Routine. 9:45 everyone clean up our living space. 10:00 in bed. 5:45 wake up, get out of bed even if tired, exercise. Get a calendar and use it. Make a plan to get things done.
Boundaries. Yes means yes, no means no. Say what I need. Make time for God, everyday.
Give kids DAILY chores. Everyone in our house has an important role. Work together. Laundry, living space, bedrooms, dishes.
Thursday, May 24, 2018
A little self realization
I have been thinking about my relationships with people. Friends, family, co-workers, students...all people. I think I was created a little off. My "gift" if you will, is the ability to love. I love people. I think about people, I pray for them, I care about them. I don't really like very many people though. I'm not sure if that makes sense but I respect and love people because they are people and they have their unique and individual thinking patterns, experiences, ideas and desires. I am willing to listen and care about all people. However, letting people into the know of my life or my struggles, my beliefs, my opinions is another story.

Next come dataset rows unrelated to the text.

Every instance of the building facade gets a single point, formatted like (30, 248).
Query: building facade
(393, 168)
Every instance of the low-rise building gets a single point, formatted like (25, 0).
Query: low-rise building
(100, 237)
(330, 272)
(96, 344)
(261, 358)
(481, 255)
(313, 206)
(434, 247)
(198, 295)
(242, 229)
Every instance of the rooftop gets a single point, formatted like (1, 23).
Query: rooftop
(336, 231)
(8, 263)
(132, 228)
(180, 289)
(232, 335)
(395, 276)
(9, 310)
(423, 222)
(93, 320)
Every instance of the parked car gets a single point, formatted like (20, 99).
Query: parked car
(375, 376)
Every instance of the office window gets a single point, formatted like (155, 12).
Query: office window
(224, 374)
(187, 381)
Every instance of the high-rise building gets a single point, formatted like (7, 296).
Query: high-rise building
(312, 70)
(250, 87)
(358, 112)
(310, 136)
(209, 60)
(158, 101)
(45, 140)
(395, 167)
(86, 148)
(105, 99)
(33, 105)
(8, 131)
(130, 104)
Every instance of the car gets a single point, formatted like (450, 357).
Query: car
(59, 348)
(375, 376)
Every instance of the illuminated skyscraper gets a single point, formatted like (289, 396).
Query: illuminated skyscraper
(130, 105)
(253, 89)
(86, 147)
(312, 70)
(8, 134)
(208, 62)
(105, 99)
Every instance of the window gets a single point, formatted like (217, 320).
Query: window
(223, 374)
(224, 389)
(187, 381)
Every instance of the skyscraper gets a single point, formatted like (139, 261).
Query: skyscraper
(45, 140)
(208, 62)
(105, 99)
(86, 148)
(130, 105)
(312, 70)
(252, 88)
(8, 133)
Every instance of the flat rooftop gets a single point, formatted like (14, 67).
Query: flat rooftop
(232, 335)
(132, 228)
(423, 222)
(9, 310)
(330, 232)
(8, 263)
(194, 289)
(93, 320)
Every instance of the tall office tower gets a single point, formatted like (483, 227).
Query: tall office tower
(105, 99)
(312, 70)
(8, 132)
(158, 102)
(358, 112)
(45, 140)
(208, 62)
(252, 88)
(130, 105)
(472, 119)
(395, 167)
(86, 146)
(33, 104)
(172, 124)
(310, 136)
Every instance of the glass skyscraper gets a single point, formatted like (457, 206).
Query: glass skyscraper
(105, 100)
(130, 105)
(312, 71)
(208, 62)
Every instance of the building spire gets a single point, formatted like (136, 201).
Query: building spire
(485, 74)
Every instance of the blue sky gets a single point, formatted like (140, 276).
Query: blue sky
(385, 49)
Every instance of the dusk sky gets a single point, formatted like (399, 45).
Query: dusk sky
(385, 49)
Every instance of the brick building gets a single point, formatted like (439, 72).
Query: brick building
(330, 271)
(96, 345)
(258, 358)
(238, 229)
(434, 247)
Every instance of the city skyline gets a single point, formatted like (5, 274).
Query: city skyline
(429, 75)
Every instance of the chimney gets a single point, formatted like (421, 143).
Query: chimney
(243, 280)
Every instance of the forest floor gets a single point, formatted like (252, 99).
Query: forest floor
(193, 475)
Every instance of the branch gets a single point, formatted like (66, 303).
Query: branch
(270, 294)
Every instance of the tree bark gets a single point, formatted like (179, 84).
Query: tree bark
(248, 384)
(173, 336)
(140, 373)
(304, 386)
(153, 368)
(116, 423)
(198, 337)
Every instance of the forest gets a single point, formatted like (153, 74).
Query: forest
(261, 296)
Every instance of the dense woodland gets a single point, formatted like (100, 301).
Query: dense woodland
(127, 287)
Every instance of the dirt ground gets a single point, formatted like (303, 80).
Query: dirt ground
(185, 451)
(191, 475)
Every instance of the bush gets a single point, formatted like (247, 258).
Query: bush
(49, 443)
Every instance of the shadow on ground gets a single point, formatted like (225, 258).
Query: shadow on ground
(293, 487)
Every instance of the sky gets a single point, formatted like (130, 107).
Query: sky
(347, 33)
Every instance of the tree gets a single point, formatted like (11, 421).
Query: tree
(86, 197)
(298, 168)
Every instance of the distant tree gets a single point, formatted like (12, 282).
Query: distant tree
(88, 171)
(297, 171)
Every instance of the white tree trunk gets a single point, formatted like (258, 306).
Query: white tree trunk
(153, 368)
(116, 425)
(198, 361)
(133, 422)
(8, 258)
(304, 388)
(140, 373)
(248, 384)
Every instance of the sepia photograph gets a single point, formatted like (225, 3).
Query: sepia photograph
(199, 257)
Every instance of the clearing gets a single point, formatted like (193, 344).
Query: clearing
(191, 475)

I have very few that I trust or allow to know me. I think it's because the ability to love people who think differently than you is tough and to not judge them or base your opinion of them on that is tough. You would think since I can do it, I would trust others but the truth is because I do love and listen to others, I feel they communicate very unintentionally how limited that ability is. I had someone say, "why do you keep saying you're going to miss me, you like everyone." Those moments I realize that only I know my own thoughts and feelings. "Like" everyone, no! "Love" everyone, yes. Possibly. I am thankful for my circle. I am thankful for those I can trust with my thoughts, trust with my heart, trust with my opinions. Though my inner circle is small, it is strong.
Monday, March 12, 2018
Be the change in your home
Be the Change in the World. I love that! But I am wide awake and 5am thinking about well.. thinking about everything from my students, the future, my past, the movie I went to last night, to church (that I don't attend) to my children and husband. If I desire to "be the change in the world" I probably first need to figure out how to be the "change" in my family. I am FOR sure, not my best at home. Thinking about that though, I'm not sure I'm the best at work either, I'm completely unsure in all honesty where or when I am my best at all! Ugh. Vulnerability, reality, truth. I should be my best at home. If I want to see a change in the world it needs to begin in me and then through me in the every day. God needs to be my center. He needs to be the forefront of my conversation, of my hope, of my day to day. My own children and spouse should see a reflection of Jesus in me if I have any hope of people outside this house seeing Him in me or through me. My prayer, my desire is to be the change in the world, starting with the change being in me, and the change in my home. May love, patience, kindness and hope grow strong in the foundations of this home, of our home, of my home.
Friday, January 19, 2018
Don't beg people to be in your life.
Why is it so hard to let go of people? You are valuable, you are priceless. You are worth more than needing to beg people to be a part of your life. If you have to talk them into your life or apologize when no apology is necessary... You need to move forward and leave them where they are choosing to stay. You are not required to drag people along. Let them stay. You control only you. You can extend your hand or a place n your heart or life, but they have to accept and receive. It is ok to let people go, it is not you! It's them and it's ok!